When it comes to comparing data across the airline industry, results need to be “interpretable and explainable,” Ratliff says.
I think whoever wins at this - whoever is successful at it - really needs to have a win-win business model that everyone’s going to benefit from.
Sam Chamberlain - FLYR Labs
“If it's well thought out, I genuinely believe that we can end up in a situation where it’s better for the airlines and better for the customer.
“Airlines are going to be experimenting with a lot of different things, and it's going to be really important to know whether those things are actually working or not. So having the competitor insights … is going to be really important.”
He cites Google’s Vertex AI as a useful platform that can automatically test and recalibrate models.
It’s incumbent on researchers to make sure that the results are “a glass box instead of a black box,” and it’s critical to avoid looking at one facet in isolation, for example, “focusing on revenue management without really taking into consideration pricing,” Ratliff says.
“If the models are more interpretable, it makes it easier for the users to understand all the different components and put that together to make sure everything is working in harmony.”
Chamberlain recently attended an aviation festival in which a presenter said: “Stop giving me data.

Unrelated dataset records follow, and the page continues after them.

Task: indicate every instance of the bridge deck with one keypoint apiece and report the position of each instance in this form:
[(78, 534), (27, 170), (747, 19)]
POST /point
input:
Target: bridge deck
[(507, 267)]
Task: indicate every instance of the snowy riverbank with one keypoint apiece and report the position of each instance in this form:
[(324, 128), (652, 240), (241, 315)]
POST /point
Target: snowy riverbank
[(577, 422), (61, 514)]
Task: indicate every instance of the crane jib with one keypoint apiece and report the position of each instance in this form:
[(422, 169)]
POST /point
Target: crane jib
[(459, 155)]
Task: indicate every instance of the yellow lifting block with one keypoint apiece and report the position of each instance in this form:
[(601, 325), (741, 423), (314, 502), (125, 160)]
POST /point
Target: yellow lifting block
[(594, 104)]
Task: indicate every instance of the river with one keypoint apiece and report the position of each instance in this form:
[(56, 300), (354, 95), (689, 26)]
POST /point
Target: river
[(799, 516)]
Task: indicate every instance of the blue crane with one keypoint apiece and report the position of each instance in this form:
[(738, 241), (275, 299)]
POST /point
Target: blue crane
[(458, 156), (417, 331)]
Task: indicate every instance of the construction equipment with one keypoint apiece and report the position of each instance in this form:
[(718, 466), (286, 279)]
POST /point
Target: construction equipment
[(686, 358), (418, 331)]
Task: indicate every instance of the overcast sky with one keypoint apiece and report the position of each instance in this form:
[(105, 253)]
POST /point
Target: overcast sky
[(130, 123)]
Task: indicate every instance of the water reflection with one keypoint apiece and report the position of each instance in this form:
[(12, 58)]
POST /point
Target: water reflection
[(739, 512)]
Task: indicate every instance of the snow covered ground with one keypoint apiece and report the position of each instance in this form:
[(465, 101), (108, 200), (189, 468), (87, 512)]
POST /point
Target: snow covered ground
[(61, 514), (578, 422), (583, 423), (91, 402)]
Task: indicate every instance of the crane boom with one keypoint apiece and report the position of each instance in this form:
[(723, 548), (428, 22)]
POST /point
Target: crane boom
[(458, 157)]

I have enough data.”
It’s time for companies to start extracting “meaningful insights from the data that they've got and start agreeing across the industry: What are important metrics, what are important aggregations of that data? How are we going to use the data in our in a common way? And I think a lot of time and effort needs to be put into to that as well as collecting lots of different data sources.

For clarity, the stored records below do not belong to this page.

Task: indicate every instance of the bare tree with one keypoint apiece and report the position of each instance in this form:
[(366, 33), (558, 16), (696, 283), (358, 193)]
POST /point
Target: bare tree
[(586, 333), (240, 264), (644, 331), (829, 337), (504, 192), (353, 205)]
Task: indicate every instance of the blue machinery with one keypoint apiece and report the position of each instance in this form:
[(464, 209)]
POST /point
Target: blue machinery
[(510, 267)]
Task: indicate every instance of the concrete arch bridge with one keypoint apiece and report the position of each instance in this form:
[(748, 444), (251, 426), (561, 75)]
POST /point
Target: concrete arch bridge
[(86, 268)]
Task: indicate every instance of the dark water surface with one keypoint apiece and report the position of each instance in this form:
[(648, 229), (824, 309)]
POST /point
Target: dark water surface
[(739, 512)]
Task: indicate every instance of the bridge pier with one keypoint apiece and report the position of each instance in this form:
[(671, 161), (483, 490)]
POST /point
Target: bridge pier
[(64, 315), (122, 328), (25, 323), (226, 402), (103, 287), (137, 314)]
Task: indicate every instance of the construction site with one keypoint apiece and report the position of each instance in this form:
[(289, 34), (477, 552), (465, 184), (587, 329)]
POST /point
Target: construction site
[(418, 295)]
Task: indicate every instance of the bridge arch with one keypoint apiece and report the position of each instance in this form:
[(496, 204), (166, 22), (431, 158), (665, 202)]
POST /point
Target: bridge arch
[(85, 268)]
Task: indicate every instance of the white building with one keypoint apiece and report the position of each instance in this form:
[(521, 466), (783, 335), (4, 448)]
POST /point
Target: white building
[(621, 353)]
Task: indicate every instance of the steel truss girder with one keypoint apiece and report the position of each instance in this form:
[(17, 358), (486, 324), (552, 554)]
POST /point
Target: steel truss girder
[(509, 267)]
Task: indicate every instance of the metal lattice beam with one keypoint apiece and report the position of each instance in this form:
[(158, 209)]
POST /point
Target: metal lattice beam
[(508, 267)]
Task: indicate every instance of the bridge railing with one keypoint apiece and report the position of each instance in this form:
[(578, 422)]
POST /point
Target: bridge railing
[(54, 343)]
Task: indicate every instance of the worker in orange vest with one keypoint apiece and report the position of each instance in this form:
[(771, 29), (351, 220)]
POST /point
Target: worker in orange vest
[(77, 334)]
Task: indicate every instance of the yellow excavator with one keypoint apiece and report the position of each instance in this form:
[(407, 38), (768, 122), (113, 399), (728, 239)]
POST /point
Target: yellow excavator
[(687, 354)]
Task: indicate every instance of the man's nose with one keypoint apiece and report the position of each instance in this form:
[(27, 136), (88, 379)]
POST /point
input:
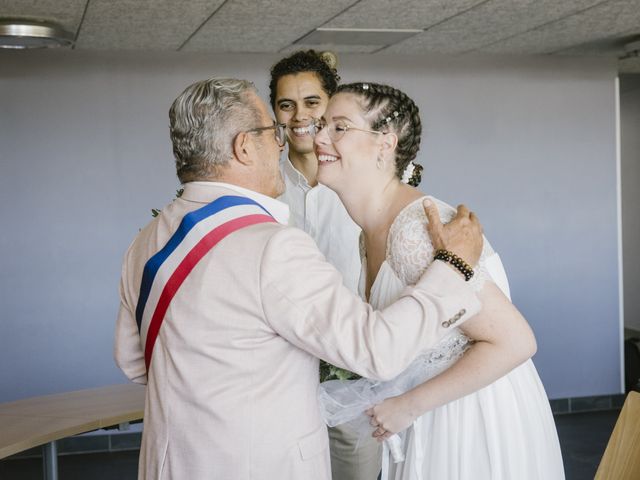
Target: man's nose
[(302, 113)]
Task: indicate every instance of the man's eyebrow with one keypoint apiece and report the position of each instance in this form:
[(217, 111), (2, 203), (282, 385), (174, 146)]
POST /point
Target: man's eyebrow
[(310, 97)]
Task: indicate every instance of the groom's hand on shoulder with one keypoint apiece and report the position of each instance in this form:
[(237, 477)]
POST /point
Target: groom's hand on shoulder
[(462, 235)]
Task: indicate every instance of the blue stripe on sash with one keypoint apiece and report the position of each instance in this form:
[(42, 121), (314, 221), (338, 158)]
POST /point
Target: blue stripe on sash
[(188, 222)]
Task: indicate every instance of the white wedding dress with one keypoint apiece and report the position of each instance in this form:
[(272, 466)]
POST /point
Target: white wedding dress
[(504, 431)]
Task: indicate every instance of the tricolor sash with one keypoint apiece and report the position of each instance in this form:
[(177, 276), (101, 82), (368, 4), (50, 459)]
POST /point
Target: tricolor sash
[(198, 233)]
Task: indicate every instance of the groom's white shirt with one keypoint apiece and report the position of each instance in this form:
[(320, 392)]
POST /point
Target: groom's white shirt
[(319, 212), (231, 389)]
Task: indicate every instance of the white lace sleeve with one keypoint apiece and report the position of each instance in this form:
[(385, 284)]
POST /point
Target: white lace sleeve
[(410, 251)]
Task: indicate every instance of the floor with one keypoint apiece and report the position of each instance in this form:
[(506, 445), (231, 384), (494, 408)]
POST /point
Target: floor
[(583, 437)]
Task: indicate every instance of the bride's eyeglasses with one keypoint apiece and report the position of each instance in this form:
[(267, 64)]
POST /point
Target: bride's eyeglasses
[(335, 130)]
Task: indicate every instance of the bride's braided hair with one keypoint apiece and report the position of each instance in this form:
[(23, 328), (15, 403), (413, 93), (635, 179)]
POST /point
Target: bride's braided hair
[(389, 109)]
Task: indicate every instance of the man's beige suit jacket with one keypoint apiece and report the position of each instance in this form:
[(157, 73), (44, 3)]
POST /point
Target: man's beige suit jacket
[(231, 389)]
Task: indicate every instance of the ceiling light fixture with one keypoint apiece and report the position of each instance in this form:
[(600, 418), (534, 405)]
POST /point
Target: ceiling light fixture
[(21, 34)]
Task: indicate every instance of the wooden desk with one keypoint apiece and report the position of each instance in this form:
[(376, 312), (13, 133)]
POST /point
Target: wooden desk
[(38, 421)]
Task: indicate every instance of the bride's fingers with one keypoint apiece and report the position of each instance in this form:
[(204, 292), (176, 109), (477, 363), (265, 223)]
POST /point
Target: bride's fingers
[(431, 211), (463, 211)]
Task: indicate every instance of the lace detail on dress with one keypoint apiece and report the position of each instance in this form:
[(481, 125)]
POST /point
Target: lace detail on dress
[(409, 248)]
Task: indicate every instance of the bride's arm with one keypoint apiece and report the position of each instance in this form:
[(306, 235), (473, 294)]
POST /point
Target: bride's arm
[(503, 340)]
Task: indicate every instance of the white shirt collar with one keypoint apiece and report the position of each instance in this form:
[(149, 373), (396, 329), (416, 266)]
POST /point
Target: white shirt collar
[(279, 210), (294, 175)]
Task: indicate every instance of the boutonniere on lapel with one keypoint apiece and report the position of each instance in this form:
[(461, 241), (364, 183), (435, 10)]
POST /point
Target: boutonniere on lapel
[(156, 211)]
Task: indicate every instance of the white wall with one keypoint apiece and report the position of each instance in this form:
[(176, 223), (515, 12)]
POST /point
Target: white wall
[(84, 155), (630, 179)]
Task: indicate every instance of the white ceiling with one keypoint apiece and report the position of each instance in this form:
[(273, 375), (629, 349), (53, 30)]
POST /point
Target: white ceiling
[(451, 27)]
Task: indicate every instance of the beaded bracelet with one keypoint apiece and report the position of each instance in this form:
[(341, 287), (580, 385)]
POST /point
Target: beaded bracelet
[(463, 267)]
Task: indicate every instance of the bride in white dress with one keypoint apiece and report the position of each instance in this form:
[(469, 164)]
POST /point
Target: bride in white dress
[(472, 407)]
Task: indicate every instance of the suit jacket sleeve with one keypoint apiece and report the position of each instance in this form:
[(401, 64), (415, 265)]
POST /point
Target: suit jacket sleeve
[(127, 351), (305, 301)]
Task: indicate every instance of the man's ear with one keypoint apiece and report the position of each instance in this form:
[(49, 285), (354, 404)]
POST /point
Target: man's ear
[(242, 147)]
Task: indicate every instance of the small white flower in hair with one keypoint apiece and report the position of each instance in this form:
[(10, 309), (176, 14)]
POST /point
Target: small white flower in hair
[(408, 173)]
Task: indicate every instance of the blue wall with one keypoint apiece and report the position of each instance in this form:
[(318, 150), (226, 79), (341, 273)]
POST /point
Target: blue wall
[(84, 155)]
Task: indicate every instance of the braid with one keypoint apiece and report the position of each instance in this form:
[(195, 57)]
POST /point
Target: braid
[(392, 110)]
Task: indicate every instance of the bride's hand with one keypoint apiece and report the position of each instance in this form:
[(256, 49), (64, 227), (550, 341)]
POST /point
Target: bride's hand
[(391, 416), (462, 235)]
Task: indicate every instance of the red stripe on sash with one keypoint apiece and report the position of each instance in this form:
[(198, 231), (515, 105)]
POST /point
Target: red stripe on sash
[(184, 268)]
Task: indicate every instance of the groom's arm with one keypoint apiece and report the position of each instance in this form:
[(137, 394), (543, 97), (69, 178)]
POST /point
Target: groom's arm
[(304, 300)]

“I think whoever wins at this - whoever is successful at it - really needs to have a win-win business model that everyone’s going to benefit from,” Chamberlain says. “And it has to provide real blanket market coverage; it has to be applicable to 90 plus percent of market.”
Data science, artificial intelligence and machine learning have formed the “foundation of everything we’re doing, because we wholeheartedly believe that’s what’s going to drive the future of the travel industry and pricing and revenue management in particular,” Chamberlain says.
“It’s become a bit of a cliche over the years to say that airlines want to be like Amazon of the world … but they are trying to become more tailored and more sophisticated merchandisers,” he says. “And I think we can look at how data science has worked in different industries and start applying learnings from that into our own.”
Machine learning will not replace analysts, the panelists say.
The analytical model paints 90% of the picture, and machine learning can predict necessary adjustments, according to Thomas Fiig, director, chief scientist at Amadeus.
“There's some randomness that is very hard to model and you have the machine doing that,” Fiig says.